Vale destacar que a habilitação do crédito poderá ser até mesmo desnecessária, se a devedora já o houver relacionado na lista de credores que acompanha a petição inicial da recuperação judicial e que será publicado por meio de edital, nos termos do art. 52, §1º, da Lei nº 11.101/2005. Nesse caso, basta ao credor verificar a exatidão do valor do crédito e de sua classificação. Caso exista algum equívoco, o credor poderá pleitear diretamente ao administrador judicial a modificação por meio do procedimento informal da divergência administrativa, no prazo previsto no art. 7º, § 2º, da Lei nº 11.101/2005.

Caso o credor não tenha sido originalmente relacionado pela devedora, ou na hipótese de a divergência administrativa não ter sido acolhida pelo administrador judicial, caberá ao credor providenciar a habilitação do seu crédito nos termos do art. 8º e seguintes da Lei nº 11.101/2005.

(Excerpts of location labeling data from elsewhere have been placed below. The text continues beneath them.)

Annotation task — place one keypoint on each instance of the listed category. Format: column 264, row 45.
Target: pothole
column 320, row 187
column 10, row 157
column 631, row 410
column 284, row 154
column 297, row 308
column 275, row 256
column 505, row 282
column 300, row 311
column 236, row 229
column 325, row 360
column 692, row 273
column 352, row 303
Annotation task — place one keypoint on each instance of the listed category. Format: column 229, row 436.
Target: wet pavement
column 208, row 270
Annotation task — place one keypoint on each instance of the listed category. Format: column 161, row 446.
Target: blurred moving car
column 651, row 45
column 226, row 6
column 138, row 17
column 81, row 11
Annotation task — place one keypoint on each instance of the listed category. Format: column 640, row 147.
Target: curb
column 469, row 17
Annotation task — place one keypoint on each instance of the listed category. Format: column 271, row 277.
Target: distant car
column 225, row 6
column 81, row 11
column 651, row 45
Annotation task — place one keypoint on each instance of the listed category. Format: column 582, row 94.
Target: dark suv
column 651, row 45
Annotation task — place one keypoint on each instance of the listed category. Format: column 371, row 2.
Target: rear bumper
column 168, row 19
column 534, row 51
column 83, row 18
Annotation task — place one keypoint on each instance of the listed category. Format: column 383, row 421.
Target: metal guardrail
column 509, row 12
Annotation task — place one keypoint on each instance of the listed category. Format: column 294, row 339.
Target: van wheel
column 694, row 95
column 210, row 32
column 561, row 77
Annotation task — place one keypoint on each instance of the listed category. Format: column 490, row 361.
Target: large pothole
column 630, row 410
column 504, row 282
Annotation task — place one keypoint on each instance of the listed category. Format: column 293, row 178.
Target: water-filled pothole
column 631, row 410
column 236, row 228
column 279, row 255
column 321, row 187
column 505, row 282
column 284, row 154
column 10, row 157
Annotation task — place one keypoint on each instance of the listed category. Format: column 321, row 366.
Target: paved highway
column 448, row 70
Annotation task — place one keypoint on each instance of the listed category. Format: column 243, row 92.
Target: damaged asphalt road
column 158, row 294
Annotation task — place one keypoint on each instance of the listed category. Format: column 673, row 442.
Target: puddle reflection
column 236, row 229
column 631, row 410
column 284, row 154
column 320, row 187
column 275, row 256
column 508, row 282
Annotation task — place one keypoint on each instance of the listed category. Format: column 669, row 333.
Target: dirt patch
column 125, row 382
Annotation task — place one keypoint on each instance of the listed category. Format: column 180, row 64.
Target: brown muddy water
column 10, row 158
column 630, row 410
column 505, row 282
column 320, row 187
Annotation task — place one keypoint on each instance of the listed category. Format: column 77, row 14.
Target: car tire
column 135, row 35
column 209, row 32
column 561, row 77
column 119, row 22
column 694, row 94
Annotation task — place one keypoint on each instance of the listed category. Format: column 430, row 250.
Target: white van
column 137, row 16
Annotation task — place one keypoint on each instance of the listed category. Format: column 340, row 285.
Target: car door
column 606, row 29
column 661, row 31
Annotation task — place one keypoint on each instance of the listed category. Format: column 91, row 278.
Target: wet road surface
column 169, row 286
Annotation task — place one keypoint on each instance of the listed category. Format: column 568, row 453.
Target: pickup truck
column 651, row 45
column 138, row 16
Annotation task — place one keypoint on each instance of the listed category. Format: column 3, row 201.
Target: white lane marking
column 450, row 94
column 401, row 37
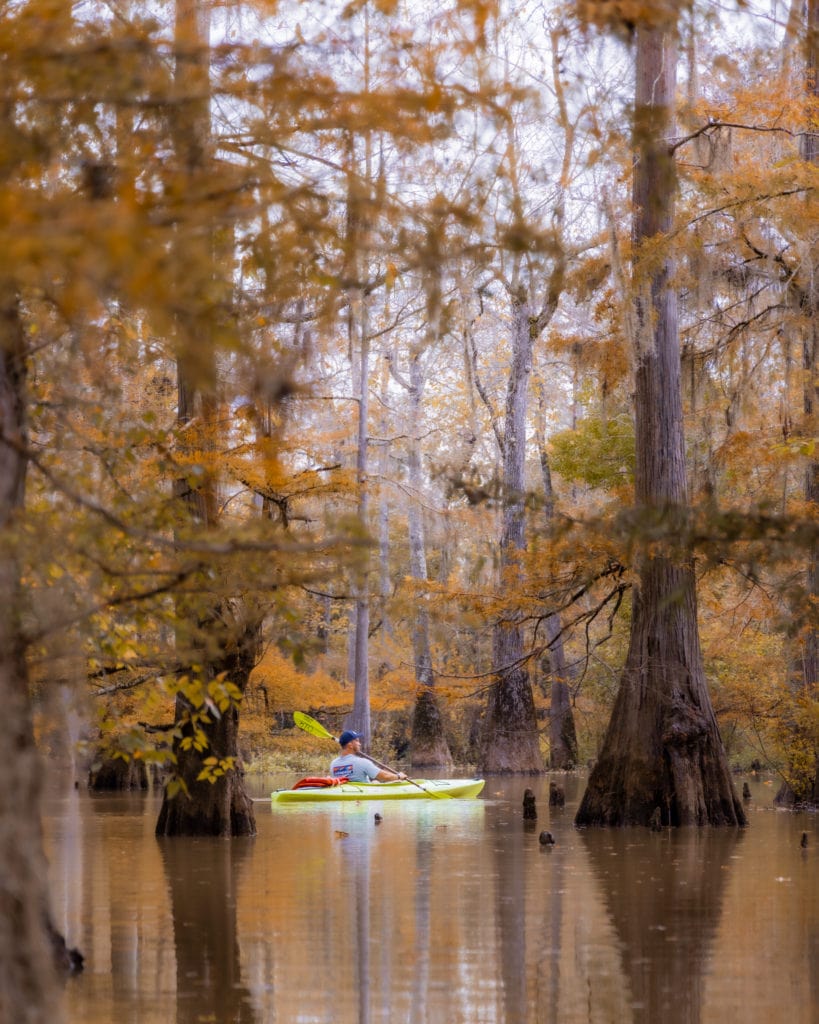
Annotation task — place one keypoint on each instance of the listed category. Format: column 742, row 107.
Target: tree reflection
column 663, row 895
column 203, row 877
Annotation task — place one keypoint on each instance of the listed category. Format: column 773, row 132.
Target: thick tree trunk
column 811, row 366
column 662, row 749
column 29, row 989
column 805, row 672
column 221, row 807
column 510, row 741
column 360, row 720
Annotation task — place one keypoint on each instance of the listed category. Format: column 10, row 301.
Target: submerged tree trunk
column 562, row 734
column 29, row 991
column 811, row 367
column 803, row 786
column 220, row 807
column 510, row 741
column 360, row 718
column 428, row 747
column 662, row 748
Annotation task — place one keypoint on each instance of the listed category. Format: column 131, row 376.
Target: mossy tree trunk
column 429, row 748
column 662, row 748
column 29, row 988
column 510, row 741
column 216, row 637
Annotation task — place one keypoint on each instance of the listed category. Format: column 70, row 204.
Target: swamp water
column 443, row 912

Quando a empresa em recuperação judicial é autora de ações nos juizados especiais, a existência desse procedimento recuperacional não causa nenhum impacto no andamento da demanda nos juizados. A empresa em recuperação judicial continua sendo gerida por seus administradores naturais, sendo-lhe preservado o direito de prosseguir nas demandas já ajuizadas antes da recuperação ou que venham a ser ajuizadas depois dela.

Se houver a excepcional situação de afastamento judicial dos gestores da empresa em recuperação judicial, o gestor judicial passará a representar processualmente a empresa autora da demanda nos juizados especiais.

Vale destacar que o administrador judicial de uma recuperação judicial é apenas um auxiliar do juízo recuperacional com função predominantemente fiscalizatória. Não se trata de um gestor da devedora, tampouco de seu representante legal.

Conclusão

Os Juizados Especiais, como proposta de intervenção estatal por meio de um procedimento sumariíssimo, flexibilizado e desformalizado, trouxeram significativos avanços não só para a prestação jurisdicional e para o acesso ao sistema de Justiça, mas, sobretudo, para o próprio exercício da cidadania. Assim, conhecer como se dá a repercussão das decisões proferidas nos processos de recuperação judicial nos processos que correm nos Juizados Especiais é crucial para a efetiva execução do crédito e a satisfação do interesse econômico.